= Irish food shortages (1925) =

In 1925, the newly independent Irish Free State underwent food shortages. The Irish War of Independence, the Irish Civil War and an economic depression had taken their toll on society, with over 100,000 unemployed in a population of three million.
==Official denial by the Minister for Lands and Agriculture==
The Executive Council of the Irish Free State denied that people faced starvation. Speaking in the Dáil, the Minister for Lands and Agriculture Patrick Hogan, stated, "There is no abnormal distress in the West this year. I say that definitely and deliberately. There is always distress in the West, but the distress this year is not... particularly unique,... There is never real famine in the West unless there is a failure of potatoes, and there was no failure of potatoes this year."
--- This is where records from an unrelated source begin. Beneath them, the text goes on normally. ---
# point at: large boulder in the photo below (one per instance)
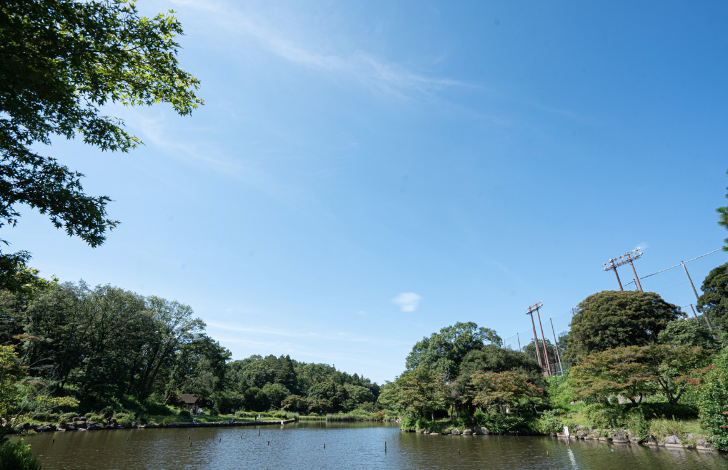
(620, 436)
(673, 440)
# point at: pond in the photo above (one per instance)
(342, 445)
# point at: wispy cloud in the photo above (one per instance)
(353, 63)
(259, 332)
(407, 301)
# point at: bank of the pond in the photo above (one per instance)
(686, 441)
(82, 425)
(332, 445)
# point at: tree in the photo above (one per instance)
(714, 301)
(611, 319)
(688, 332)
(723, 216)
(713, 401)
(493, 359)
(420, 391)
(61, 61)
(276, 393)
(619, 371)
(295, 403)
(500, 390)
(634, 371)
(444, 351)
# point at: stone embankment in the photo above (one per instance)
(618, 436)
(81, 424)
(623, 436)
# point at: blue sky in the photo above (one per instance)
(365, 173)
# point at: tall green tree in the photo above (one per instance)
(714, 301)
(688, 332)
(611, 319)
(443, 352)
(634, 371)
(61, 62)
(723, 220)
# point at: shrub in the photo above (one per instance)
(677, 411)
(156, 408)
(713, 402)
(667, 427)
(46, 416)
(637, 424)
(124, 419)
(501, 424)
(602, 415)
(550, 422)
(16, 456)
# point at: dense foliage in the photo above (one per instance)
(61, 61)
(713, 401)
(444, 351)
(103, 348)
(612, 319)
(17, 456)
(714, 301)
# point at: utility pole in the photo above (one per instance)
(535, 338)
(628, 257)
(556, 346)
(531, 309)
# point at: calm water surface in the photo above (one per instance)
(301, 446)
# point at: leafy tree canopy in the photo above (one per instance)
(634, 371)
(714, 301)
(688, 332)
(61, 61)
(444, 351)
(491, 358)
(611, 319)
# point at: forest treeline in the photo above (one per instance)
(104, 345)
(630, 360)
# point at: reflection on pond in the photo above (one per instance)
(347, 445)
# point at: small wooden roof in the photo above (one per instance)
(188, 399)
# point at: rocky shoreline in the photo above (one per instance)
(618, 436)
(80, 424)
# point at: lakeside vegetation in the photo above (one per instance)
(111, 355)
(633, 362)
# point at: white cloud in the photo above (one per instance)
(407, 301)
(284, 36)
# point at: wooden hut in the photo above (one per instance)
(189, 401)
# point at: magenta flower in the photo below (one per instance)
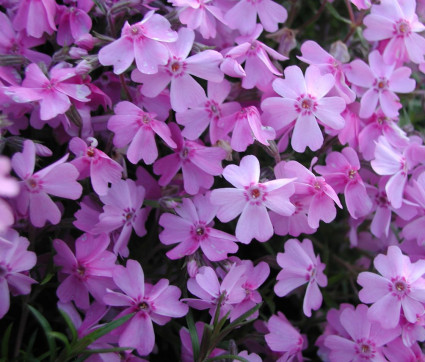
(92, 162)
(315, 189)
(52, 94)
(89, 270)
(198, 163)
(15, 261)
(243, 16)
(398, 22)
(136, 127)
(58, 179)
(284, 338)
(123, 210)
(342, 174)
(305, 103)
(300, 266)
(365, 337)
(207, 287)
(185, 91)
(151, 303)
(401, 287)
(191, 227)
(382, 81)
(251, 199)
(141, 41)
(36, 17)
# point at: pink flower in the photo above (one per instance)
(382, 81)
(320, 195)
(136, 127)
(151, 303)
(185, 91)
(58, 179)
(365, 337)
(36, 17)
(89, 270)
(304, 102)
(243, 16)
(141, 41)
(15, 261)
(251, 199)
(401, 287)
(284, 338)
(198, 163)
(123, 210)
(398, 22)
(191, 227)
(300, 265)
(92, 162)
(52, 94)
(342, 173)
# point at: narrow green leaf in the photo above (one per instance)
(193, 335)
(47, 330)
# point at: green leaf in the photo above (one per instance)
(47, 330)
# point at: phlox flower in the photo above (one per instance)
(131, 125)
(15, 261)
(192, 229)
(36, 17)
(251, 199)
(198, 163)
(304, 104)
(94, 163)
(399, 287)
(151, 303)
(284, 338)
(300, 266)
(123, 210)
(53, 93)
(185, 91)
(382, 81)
(206, 286)
(141, 41)
(243, 16)
(398, 22)
(88, 270)
(342, 173)
(58, 179)
(366, 337)
(320, 195)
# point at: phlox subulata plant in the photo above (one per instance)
(205, 180)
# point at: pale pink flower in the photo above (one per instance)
(382, 81)
(53, 94)
(141, 41)
(284, 338)
(94, 163)
(88, 270)
(304, 104)
(185, 91)
(300, 266)
(243, 16)
(58, 179)
(342, 173)
(151, 303)
(192, 229)
(131, 125)
(401, 287)
(398, 22)
(199, 163)
(251, 199)
(365, 338)
(15, 261)
(36, 17)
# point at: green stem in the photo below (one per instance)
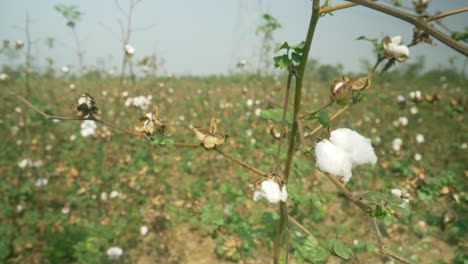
(283, 119)
(299, 80)
(297, 105)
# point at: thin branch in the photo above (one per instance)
(383, 248)
(364, 207)
(240, 162)
(294, 221)
(448, 13)
(418, 22)
(186, 145)
(367, 210)
(137, 29)
(292, 139)
(120, 8)
(333, 117)
(316, 111)
(328, 9)
(283, 118)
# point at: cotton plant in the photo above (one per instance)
(337, 154)
(272, 188)
(142, 102)
(342, 151)
(394, 49)
(114, 253)
(88, 128)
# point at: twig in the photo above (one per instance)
(337, 7)
(283, 118)
(448, 13)
(364, 207)
(294, 221)
(292, 139)
(367, 210)
(243, 164)
(316, 111)
(383, 248)
(418, 22)
(333, 117)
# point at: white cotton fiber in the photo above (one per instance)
(333, 160)
(358, 147)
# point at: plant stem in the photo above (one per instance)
(28, 56)
(448, 13)
(240, 162)
(283, 119)
(337, 7)
(364, 207)
(418, 22)
(316, 111)
(292, 139)
(79, 52)
(299, 80)
(367, 210)
(333, 117)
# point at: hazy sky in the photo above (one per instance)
(210, 36)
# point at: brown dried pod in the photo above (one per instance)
(361, 83)
(274, 130)
(86, 106)
(341, 89)
(151, 123)
(210, 138)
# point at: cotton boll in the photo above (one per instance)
(270, 190)
(143, 230)
(333, 160)
(420, 138)
(358, 147)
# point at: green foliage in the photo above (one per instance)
(162, 140)
(312, 251)
(378, 47)
(275, 115)
(70, 12)
(386, 204)
(292, 57)
(270, 25)
(197, 194)
(463, 36)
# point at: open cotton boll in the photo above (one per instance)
(333, 159)
(270, 190)
(358, 147)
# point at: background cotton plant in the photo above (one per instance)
(191, 187)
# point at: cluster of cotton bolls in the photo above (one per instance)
(344, 150)
(24, 163)
(88, 128)
(41, 182)
(142, 102)
(401, 194)
(114, 253)
(396, 144)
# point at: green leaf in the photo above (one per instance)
(296, 57)
(324, 119)
(279, 47)
(299, 47)
(282, 61)
(274, 114)
(312, 251)
(403, 209)
(162, 140)
(340, 249)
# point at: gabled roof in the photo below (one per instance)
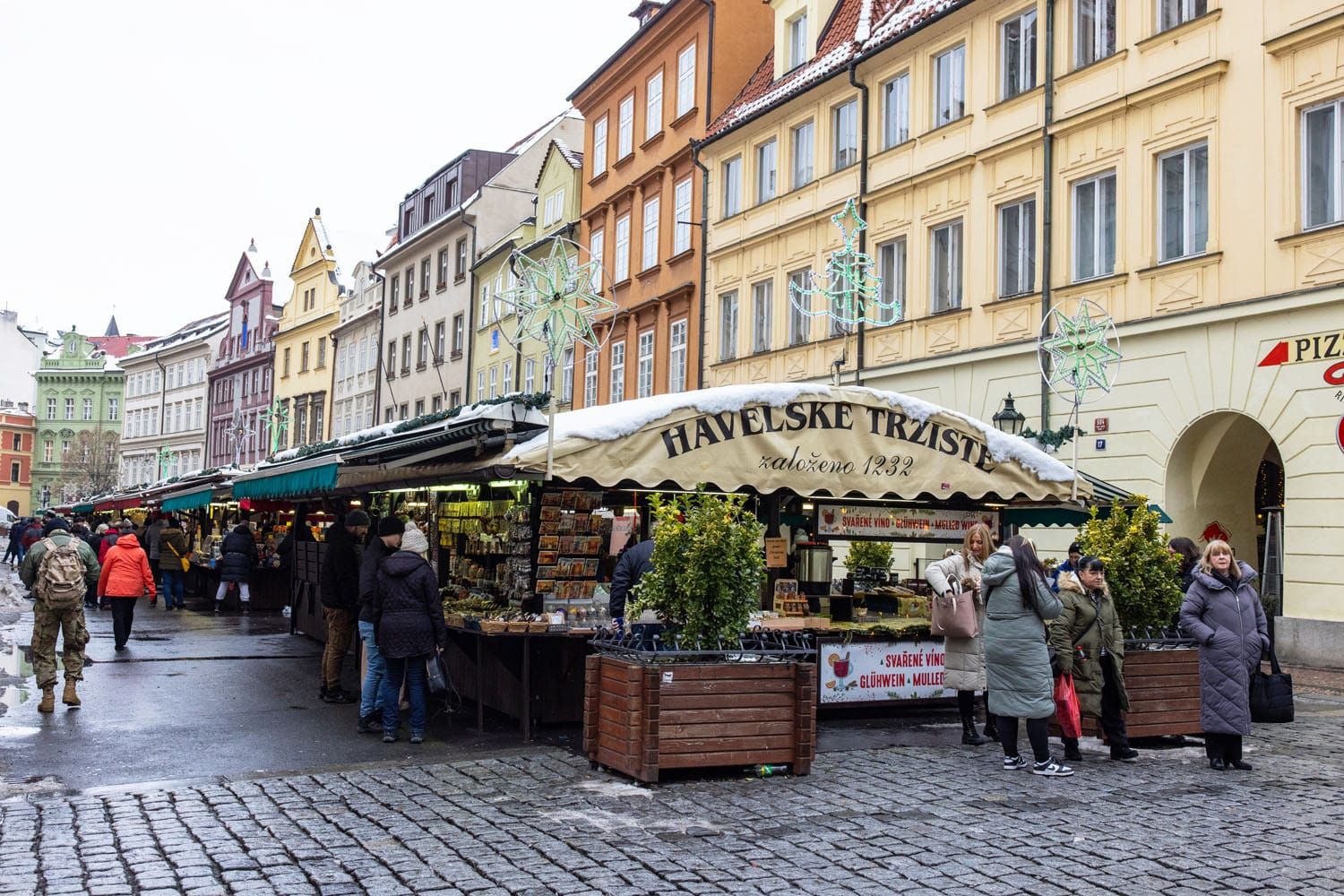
(857, 29)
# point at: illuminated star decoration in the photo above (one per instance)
(1081, 352)
(851, 290)
(277, 418)
(554, 300)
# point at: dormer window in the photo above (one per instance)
(796, 31)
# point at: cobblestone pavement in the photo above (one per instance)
(867, 821)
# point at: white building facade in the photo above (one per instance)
(168, 403)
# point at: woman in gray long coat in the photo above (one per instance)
(1018, 603)
(1225, 616)
(964, 664)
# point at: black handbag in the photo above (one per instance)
(1271, 694)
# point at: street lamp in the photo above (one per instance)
(1010, 419)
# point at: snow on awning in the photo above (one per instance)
(803, 437)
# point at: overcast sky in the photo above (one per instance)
(145, 142)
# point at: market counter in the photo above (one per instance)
(532, 677)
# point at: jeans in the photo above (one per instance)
(371, 694)
(413, 669)
(123, 614)
(172, 589)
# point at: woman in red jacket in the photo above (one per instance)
(125, 578)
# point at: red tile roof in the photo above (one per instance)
(857, 29)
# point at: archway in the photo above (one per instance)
(1222, 473)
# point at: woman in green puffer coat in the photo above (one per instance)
(1018, 603)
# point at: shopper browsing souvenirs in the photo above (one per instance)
(1088, 642)
(1018, 603)
(965, 657)
(1223, 613)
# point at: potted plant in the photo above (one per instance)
(704, 694)
(1161, 668)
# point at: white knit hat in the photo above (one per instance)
(414, 540)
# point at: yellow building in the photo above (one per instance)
(497, 366)
(303, 378)
(1185, 175)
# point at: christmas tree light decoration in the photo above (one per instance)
(849, 288)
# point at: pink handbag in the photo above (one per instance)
(954, 614)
Hogan's claim was not only at odds with media reports over the previous six months but also with his own colleagues. Heavy rain had caused crop failure and destroyed animal fodder, and the flooding of peat bogs had also deprived people of fuel. The government were accused of covering up the food shortages in order to avoid bad publicity. The Department of Local Government and Public Health insisted in February that there was no famine, merely "acute distress."
==Loss of livestock==
In April 1925, an Irish Times report described the loss of livestock from fluke and other diseases in County Clare, but it disputed reports that people had been living on leaves or making stock out of the meat of animals which had died of disease. Conditions returned to normal with better harvests in 1925 and 1926.

==Relief efforts==
The Free State government allocated IR£250,000 in relief funds. An appeal for funds was made in Australia by Linda Kearns in February 1925, raising thousands of Australian pounds. The Workers International Relief (a Communist International adjunct) also organised relief. The Catholics of New York sent US$25,000 in February 1925. In relation to the donation, Archbishop Patrick O'Donnell described conditions as "No famine, but much want in places." An English firm offered to send one ton of chocolate to the children of Connacht but cancelled its plans when the Irish government insisted on payment of duty on the donation.